RM: We have been engaging with the regulator and the Ministry of Finance and Economic Development to say we have seen what happens when we have government paper which is not linked to inflation. In an inflationary environment it results in loss of value. I think the government has been responsive to that. We really need to market the country so that we can get new money coming in. Having said that, I still think we can use available resources to drive those investments, recapitalise companies rather than wait for foreign direct investment (FDI). If we use the capital we have, we can grow the economy without depending on FDI.
MC: And you have indicated that pension funds are receiving less and less.

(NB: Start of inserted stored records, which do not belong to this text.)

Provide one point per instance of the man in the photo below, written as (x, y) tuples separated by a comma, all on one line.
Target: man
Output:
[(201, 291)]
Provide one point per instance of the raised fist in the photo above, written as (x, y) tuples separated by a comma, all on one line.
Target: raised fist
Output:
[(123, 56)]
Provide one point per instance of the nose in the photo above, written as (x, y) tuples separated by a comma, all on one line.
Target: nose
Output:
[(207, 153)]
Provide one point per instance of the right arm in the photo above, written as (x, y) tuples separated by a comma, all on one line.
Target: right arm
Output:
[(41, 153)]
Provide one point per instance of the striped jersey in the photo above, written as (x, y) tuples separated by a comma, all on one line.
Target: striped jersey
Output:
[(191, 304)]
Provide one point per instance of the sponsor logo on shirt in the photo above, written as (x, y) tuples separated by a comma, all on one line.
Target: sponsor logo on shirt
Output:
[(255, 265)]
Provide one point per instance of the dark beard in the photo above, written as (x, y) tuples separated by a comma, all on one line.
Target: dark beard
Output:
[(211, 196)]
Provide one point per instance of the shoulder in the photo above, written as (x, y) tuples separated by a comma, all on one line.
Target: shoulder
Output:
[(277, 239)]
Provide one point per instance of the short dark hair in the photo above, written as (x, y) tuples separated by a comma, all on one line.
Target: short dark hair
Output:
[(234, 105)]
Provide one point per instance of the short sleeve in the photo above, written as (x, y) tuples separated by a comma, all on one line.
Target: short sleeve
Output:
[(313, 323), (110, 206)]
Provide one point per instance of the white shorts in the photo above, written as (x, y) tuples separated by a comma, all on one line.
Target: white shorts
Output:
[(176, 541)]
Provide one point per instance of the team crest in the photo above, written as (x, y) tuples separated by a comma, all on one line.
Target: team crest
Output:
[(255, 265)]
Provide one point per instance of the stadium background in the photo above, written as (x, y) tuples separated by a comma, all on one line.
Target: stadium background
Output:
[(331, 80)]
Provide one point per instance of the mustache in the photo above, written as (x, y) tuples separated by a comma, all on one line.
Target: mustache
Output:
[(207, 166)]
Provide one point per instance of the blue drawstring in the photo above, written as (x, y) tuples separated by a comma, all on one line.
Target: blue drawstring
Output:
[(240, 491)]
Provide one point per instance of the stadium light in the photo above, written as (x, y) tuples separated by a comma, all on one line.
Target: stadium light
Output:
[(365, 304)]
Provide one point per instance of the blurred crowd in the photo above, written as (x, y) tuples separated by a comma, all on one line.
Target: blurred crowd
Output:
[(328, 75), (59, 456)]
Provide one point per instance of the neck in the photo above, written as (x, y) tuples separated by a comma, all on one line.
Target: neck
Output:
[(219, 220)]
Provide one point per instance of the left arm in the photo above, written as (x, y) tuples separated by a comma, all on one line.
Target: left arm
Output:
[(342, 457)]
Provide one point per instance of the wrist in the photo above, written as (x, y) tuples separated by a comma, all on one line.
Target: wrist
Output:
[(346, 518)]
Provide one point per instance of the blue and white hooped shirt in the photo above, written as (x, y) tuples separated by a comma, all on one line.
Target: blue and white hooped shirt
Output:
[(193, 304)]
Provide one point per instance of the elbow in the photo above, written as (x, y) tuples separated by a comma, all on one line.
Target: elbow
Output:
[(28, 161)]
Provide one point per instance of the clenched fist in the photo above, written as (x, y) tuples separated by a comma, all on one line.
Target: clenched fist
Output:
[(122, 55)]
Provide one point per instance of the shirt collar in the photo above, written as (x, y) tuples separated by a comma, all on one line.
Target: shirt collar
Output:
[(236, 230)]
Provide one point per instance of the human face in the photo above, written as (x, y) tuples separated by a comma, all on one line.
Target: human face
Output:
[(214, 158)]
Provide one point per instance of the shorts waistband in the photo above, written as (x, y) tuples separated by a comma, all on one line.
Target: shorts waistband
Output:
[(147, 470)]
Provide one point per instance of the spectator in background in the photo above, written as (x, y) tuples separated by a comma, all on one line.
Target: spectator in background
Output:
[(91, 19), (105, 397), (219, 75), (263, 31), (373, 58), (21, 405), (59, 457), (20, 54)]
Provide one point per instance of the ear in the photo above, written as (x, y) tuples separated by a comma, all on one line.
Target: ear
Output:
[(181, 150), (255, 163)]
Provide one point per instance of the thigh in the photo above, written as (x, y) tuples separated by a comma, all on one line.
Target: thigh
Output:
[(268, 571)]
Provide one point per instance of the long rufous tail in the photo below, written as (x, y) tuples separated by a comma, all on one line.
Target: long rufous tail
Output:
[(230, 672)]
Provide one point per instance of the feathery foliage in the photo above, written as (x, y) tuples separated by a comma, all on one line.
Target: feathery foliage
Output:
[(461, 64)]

RM: I don’t have the numbers off hand. But what I can tell you is that because of an uncertain environment the remuneration structure has changed. Pension fund rules normally base amounts they get on the pensionable salary. Previously, 90% of your total pay would be pensionable with 10% being allowances. What we see today is that probably 20% is pensionable and 80 % is non-pensionable allowances.
Because it’s non-pensionable, what you are now putting into the pension fund is 5% of a very small amount because most employers do not want to commit. We have coined the phrase economic hardship allowances and we have said those allowances can be taken away if things improve. The fact that they will be taken away means it can’t contribute to your pension and that is why it has been dwindling over time. Let’s have a relook. Can employers not change the base?
MC: Most pension funds have properties that are experiencing huge voids. What damage has been inflicted by Covid-19?
RM: Covid-19 came but the truth is that we were already in a crisis. Even before the pandemic, the issue of voids was already there. The reason for voids is that companies are shrinking. When they are retrenching, they require less space. Yes, when Covid-19 came, people worked from home. But for me, the issue is the economic crisis. When the economy is vibrant, you have demand for warehouse office space.
MC: What is your outlook as an association?
RM: I have spoken about rebuilding, and rebuilding means all Zimbabweans must participate. As Zimbabweans we complain a lot. Can we do what we do as individuals, politics aside? At an individual level if I’m not contributing pensions and I’m not saving, I can’t expect the country to prosper.
If we are able to pull investments and the contributions and direct how we want to invest, a lot can be done. We can invest in hospitals, or invest into re-capitalising companies but only as a collective effort.